Ao longo da vida, algumas pessoas me perguntaram por que insisti tantas vezes em colocar o Madrigale diante de obras aparentemente grandes demais para um coro jovem. A pergunta faz sentido. Quando montamos a Missa em Si menor, de Bach, os Requiems de Mozart e Brahms e, depois, O Messias, de Handel, ainda estávamos construindo a identidade artística do grupo. Seria muito mais confortável permanecer em um repertório que dominávamos completamente, repetindo aquilo que já fazíamos bem e acumulando concertos seguros. Nunca acreditei, porém, que esse fosse o caminho capaz de formar um coro.
Sempre enxerguei as grandes obras como grandes mestras. Existe uma diferença importante entre cantar uma obra porque já estamos preparados para ela e cantar uma obra para nos prepararmos através dela. A primeira situação confirma aquilo que já sabemos fazer. A segunda nos obriga a descobrir capacidades que ainda não desenvolvemos. Grandes partituras são implacáveis nesse aspecto, porque não permitem esconder fragilidades. Exigem estudo, disciplina, paciência, escuta, humildade e uma confiança muito grande entre todos os envolvidos. Aos poucos, percebemos que o verdadeiro desafio nunca foi apenas aprender as notas, mas transformar a maneira como o coro trabalhava e se relacionava com a própria música.

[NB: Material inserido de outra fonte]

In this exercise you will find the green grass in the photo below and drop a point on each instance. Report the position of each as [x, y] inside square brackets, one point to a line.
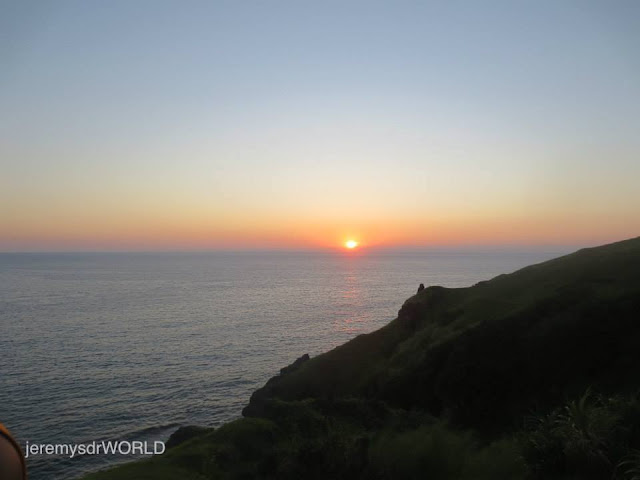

Curiosamente, nunca escolhi esse repertório por uma espécie de coleção de monumentos da história da música. Jamais pensei que o Madrigale precisasse cantar Bach, Mozart ou Handel apenas porque eram Bach, Mozart ou Handel. Cada obra chegava ao coro porque havia algo nela que poderia nos fazer crescer. Às vezes era a escrita contrapontística. Em outras, a resistência exigida por uma obra longa. Em outras ainda, a necessidade de uma escuta mais refinada entre coro, orquestra e solistas. O repertório deixava de ser um objetivo em si para se tornar um instrumento de formação.
Essa maneira de trabalhar acabou moldando a própria identidade do Madrigale. O grupo aprendeu que os desafios não apareciam quando estávamos completamente prontos, eles surgiam justamente um pouco antes desse momento. Era preciso confiar que o trabalho nos faria chegar até lá. Talvez por isso o coro tenha desenvolvido, ao longo dos anos, uma característica que sempre admirei: a disposição para ousar. Evidentemente, nem todos se sentiam confortáveis com esse caminho. Houve cantores que preferiam desafios menores, trajetórias mais previsíveis, repertórios menos arriscados, isso faz parte da vida de qualquer grupo. Mas a cultura do Madrigale acabou sendo construída por aqueles que encontravam motivação exatamente naquilo que ainda parecia difícil.
Com o tempo, compreendi que as grandes obras nunca foram o verdadeiro objetivo. Elas eram o meio pelo qual um coro aprendia a trabalhar melhor, a ouvir melhor e a acreditar mais em si mesmo. Talvez essa seja a maior herança que um regente possa deixar a um grupo: não um repertório impressionante ou uma lista de concertos memoráveis, mas uma forma de olhar para o impossível, a compreensão de que nenhuma obra é grande demais para sempre. Ela é apenas grande demais até que o trabalho coletivo a transforme em parte de sua própria história.